The farmers protesting over the non-payment of sugarcane dues for the past four days intensified their agitation Friday by completely blocking the Jalandhar-Ludhiana stretch of the National Highway-1 — one of the busiest roads in Punjab. The protest, launched under the banner of the Bharti Kisan Union (Doaba), also got the support of the Samyukt Kisan Morcha (SKM) which served an ultimatum on the Punjab government, asking it to either clear the dues by August 25 or face a massive morcha in Phagwara.
Apart from the NH-1, the protesting farmers also parked their tractor-trolleys on roads leading to Hoshiarpur, Nawanshahr and Nakodar blocking the traffic. The commuters faced a tough time as authorities diverted traffic on alternative routes. Police personnel in large numbers were deployed and water cannons stationed at the protest site near Phagwara Sugar Mill.
While announcing an indefinite protest over the alleged delay in the payment of their dues amounting to Rs 72 crore by Phagwara Sugar Mill, farmers had launched the agitation on Monday by blocking the Jalandhar-Ludhiana carriageway of the NH-1.
“Since the Punjab government has taken our protest lightly, we blocked the other side of the highway today,” said BKU (Doaba) president Manjit Singh Rai.
However, ambulances, school buses and other emergency vehicles were allowed to pass, said farmer body’s general secretary Satnam Singh Sahni.
Rai and Sahni said they will not budge till Rs 72 crore was transferred into the accounts of farmers. “We will turn our agitation into a statewide stir if our demand is not immediately met by the government,” they warned.

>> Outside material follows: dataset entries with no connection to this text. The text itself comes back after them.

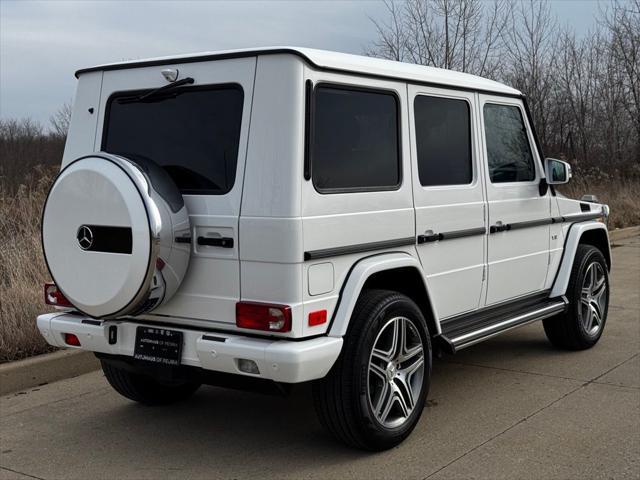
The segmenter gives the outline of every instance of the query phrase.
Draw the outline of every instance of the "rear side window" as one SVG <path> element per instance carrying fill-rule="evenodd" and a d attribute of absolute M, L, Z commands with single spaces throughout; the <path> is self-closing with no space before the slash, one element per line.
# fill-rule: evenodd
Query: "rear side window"
<path fill-rule="evenodd" d="M 527 131 L 518 107 L 485 104 L 484 129 L 492 183 L 527 182 L 536 178 Z"/>
<path fill-rule="evenodd" d="M 425 187 L 471 183 L 471 127 L 464 100 L 420 95 L 413 102 L 418 175 Z"/>
<path fill-rule="evenodd" d="M 144 93 L 144 92 L 137 92 Z M 233 187 L 244 94 L 239 85 L 184 88 L 148 102 L 112 97 L 102 149 L 163 167 L 184 194 Z"/>
<path fill-rule="evenodd" d="M 311 171 L 320 192 L 390 190 L 400 184 L 398 101 L 382 91 L 318 86 Z"/>

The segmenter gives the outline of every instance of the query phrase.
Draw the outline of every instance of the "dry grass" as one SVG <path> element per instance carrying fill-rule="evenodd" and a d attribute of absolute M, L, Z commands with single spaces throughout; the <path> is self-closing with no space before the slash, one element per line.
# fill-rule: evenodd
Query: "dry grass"
<path fill-rule="evenodd" d="M 36 168 L 14 192 L 0 183 L 0 362 L 53 350 L 35 320 L 49 311 L 42 298 L 49 274 L 40 212 L 55 171 Z"/>
<path fill-rule="evenodd" d="M 609 229 L 640 225 L 640 178 L 610 177 L 604 174 L 576 175 L 558 189 L 569 198 L 596 195 L 611 208 Z"/>
<path fill-rule="evenodd" d="M 0 182 L 0 362 L 52 350 L 35 318 L 47 311 L 42 284 L 49 279 L 40 247 L 40 214 L 56 167 L 37 167 L 20 186 Z M 560 189 L 572 198 L 595 194 L 611 207 L 610 228 L 640 225 L 640 180 L 576 175 Z"/>

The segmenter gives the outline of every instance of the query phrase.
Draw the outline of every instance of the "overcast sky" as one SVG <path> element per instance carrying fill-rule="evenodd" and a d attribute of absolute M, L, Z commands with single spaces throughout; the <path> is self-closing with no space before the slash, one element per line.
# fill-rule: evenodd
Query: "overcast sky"
<path fill-rule="evenodd" d="M 596 1 L 556 0 L 578 33 Z M 362 53 L 375 39 L 379 1 L 0 0 L 0 117 L 44 124 L 72 99 L 75 70 L 119 60 L 267 45 Z"/>

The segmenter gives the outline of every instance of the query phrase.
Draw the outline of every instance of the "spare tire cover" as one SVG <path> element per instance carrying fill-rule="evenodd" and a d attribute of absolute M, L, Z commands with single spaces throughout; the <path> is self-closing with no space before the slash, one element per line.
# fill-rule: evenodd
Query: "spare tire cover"
<path fill-rule="evenodd" d="M 189 234 L 182 195 L 162 168 L 102 152 L 60 172 L 42 214 L 53 281 L 95 318 L 137 315 L 169 300 L 187 271 Z"/>

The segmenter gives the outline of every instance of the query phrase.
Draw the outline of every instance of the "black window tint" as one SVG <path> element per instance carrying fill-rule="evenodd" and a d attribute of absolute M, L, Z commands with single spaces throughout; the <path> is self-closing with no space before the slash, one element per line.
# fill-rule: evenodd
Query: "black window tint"
<path fill-rule="evenodd" d="M 388 189 L 400 183 L 398 104 L 389 93 L 316 88 L 312 177 L 322 190 Z"/>
<path fill-rule="evenodd" d="M 228 86 L 183 89 L 149 102 L 113 98 L 102 149 L 154 162 L 182 193 L 227 193 L 236 178 L 243 97 L 242 88 Z"/>
<path fill-rule="evenodd" d="M 518 107 L 485 104 L 484 129 L 491 182 L 526 182 L 536 178 L 527 131 Z"/>
<path fill-rule="evenodd" d="M 420 183 L 471 183 L 469 104 L 464 100 L 417 96 L 413 102 Z"/>

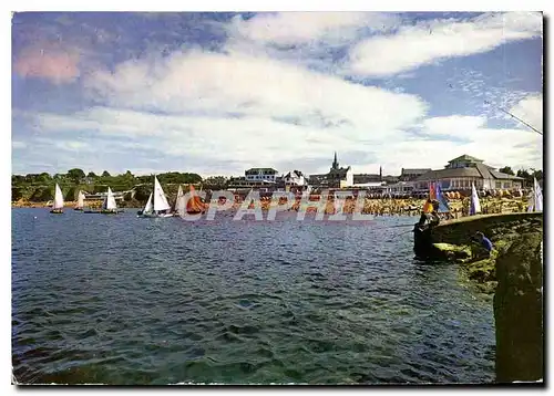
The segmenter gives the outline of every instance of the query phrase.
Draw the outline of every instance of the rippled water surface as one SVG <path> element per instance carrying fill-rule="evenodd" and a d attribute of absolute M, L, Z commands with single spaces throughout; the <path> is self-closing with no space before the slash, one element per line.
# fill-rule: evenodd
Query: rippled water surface
<path fill-rule="evenodd" d="M 284 216 L 281 216 L 284 215 Z M 491 301 L 414 218 L 186 222 L 12 209 L 20 383 L 483 383 Z M 387 227 L 387 228 L 386 228 Z"/>

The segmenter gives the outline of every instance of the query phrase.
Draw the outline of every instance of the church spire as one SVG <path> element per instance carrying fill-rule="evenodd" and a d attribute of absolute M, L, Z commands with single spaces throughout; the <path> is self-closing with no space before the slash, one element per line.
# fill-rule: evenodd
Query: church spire
<path fill-rule="evenodd" d="M 339 168 L 339 163 L 337 160 L 337 152 L 335 152 L 335 159 L 332 161 L 332 169 L 338 169 Z"/>

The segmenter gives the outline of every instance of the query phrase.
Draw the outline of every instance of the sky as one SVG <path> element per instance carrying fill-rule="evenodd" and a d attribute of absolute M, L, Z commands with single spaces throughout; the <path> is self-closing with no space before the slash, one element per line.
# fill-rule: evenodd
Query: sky
<path fill-rule="evenodd" d="M 12 173 L 542 168 L 542 14 L 23 12 Z"/>

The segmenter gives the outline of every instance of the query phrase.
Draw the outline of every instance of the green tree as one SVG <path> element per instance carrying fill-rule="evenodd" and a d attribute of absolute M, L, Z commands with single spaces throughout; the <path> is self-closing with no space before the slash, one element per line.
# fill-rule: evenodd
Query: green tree
<path fill-rule="evenodd" d="M 82 179 L 84 179 L 84 171 L 83 169 L 79 169 L 79 168 L 73 168 L 73 169 L 70 169 L 68 170 L 68 177 L 73 180 L 73 181 L 81 181 Z"/>
<path fill-rule="evenodd" d="M 529 174 L 527 169 L 520 169 L 520 170 L 517 170 L 517 174 L 515 176 L 522 177 L 526 180 L 526 179 L 529 179 L 530 174 Z"/>
<path fill-rule="evenodd" d="M 227 188 L 228 181 L 225 176 L 211 176 L 202 181 L 202 186 L 211 190 L 220 190 Z"/>
<path fill-rule="evenodd" d="M 505 166 L 503 168 L 500 168 L 499 171 L 506 174 L 506 175 L 512 175 L 512 176 L 515 175 L 510 166 Z"/>

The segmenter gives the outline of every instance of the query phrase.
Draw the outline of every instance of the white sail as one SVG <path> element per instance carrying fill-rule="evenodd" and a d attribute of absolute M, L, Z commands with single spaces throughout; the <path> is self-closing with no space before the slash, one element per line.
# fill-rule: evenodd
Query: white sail
<path fill-rule="evenodd" d="M 58 186 L 58 183 L 55 184 L 53 209 L 63 209 L 63 194 L 62 190 L 60 189 L 60 186 Z"/>
<path fill-rule="evenodd" d="M 83 194 L 83 191 L 79 191 L 79 196 L 76 198 L 76 207 L 78 208 L 84 207 L 84 194 Z"/>
<path fill-rule="evenodd" d="M 471 202 L 470 202 L 470 216 L 481 212 L 481 202 L 479 201 L 478 190 L 475 185 L 471 184 Z"/>
<path fill-rule="evenodd" d="M 181 213 L 185 210 L 185 195 L 183 194 L 183 188 L 178 185 L 177 199 L 175 200 L 175 211 Z"/>
<path fill-rule="evenodd" d="M 143 213 L 150 213 L 152 211 L 152 192 L 148 196 L 148 201 L 146 202 L 146 206 L 143 209 Z"/>
<path fill-rule="evenodd" d="M 154 176 L 154 210 L 167 210 L 171 209 L 170 204 L 167 204 L 167 198 L 165 198 L 164 190 L 160 181 L 157 181 L 157 177 Z"/>
<path fill-rule="evenodd" d="M 107 187 L 107 195 L 104 198 L 104 204 L 102 205 L 102 209 L 106 210 L 117 209 L 117 205 L 115 204 L 115 198 L 110 187 Z"/>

Addressing a joint press conference, SKM leaders said earlier Finance Minister Harpal Singh Cheema had assured to arrange a meeting with the chief minister, which was not done. Later a meeting was held with the agriculture minister in Mohali but that too did not help resolve the matter, they said, adding the government should take over the Phagwara mill and sell its property for clearing farmers arrears.
The protests by sugarcane farmers to get their pending dues from sugar mills – both cooperative and private – have become an annual affair in Punjab. While there is a provision to ensure full payment to farmers on time, it is not enforced on the mills by the government.
In Punjab, sugarcane is sown on 87,000-97,000 hectares of land. Farmers secure an average yield of 835-843 quintals per hectare. Last year, Punjab had 87,000 hectares under sugarcane and the mills had crushed 641 lakh quintals. The government has announced the State Advised Price (SAP) of Rs 345, Rs 350 and Rs 360 per quintal for early, mid and late maturing crop, respectively. During 2021-22, sugarcane farmers were to be paid a total of Rs 2,307 crore. They were, however, paid only Rs 1,400 crore.
The pending dues
At the end of the 2021-22 crushing season, 16 mills – nine cooperative and 7 private – were yet to pay farmers Rs 900 crore. Following a protest and after talks with the government, the mills cleared Rs 550 crore. As of now, cooperative mills owe farmers Rs 195 crore and private mills Rs 150 crore just for last crushing season. There are farmers who are yet to receive payments for 2019-20 and 2020-21 crushing seasons. The Phagwara mill is one of the biggest defaulters — owing Rs 72 crore of which Rs 36 crore is from 2019-20 and 2020-21 and the remaining of the last crushing season.
Law for payment
The Punjab Sugarcane (Regulation of Purchase and Supply) Act says that the sugar mills should make arrangements for the payment as soon as sugarcane is supplied to a factory “and the occupier of such a factory shall be liable to pay the price” of sugarcane so supplied.
“Where the occupier liable under sub-section (2) makes default in payment of the price for a period exceeding 14 days from the date of supply of sugarcane to the factory, he shall be liable to pay interest thereon at 15 per cent per annum, as the state government may, by notification, determine from the said date,” read the law.
The crushing season that usually starts from the third week of November goes on till the beginning of April.
BKU (Doaba)’s Rai said, “We take the produce to the mill and they start making payments after 10 to 12 days. The payments come regularly for the first two months and then mills either stop the payments or dole out small amounts. The dues accumulated remain pending for months. We only want our payments cleared and have never demanded the 15 per cent interest on the pending dues”.
This has led to farmers resorting to protests, Rai said, while claiming that only Dasuya and Amloh mills make their payments on time.
An annual affair
The problem, farmers and farm leaders says, persists due to lack of government intervention and enforcement. The state government, they say, needs to streamline the sugar industry by upgrading the cooperative mills, the majority of which are running on old machinery with low crushing capacity, and pull up the private mills.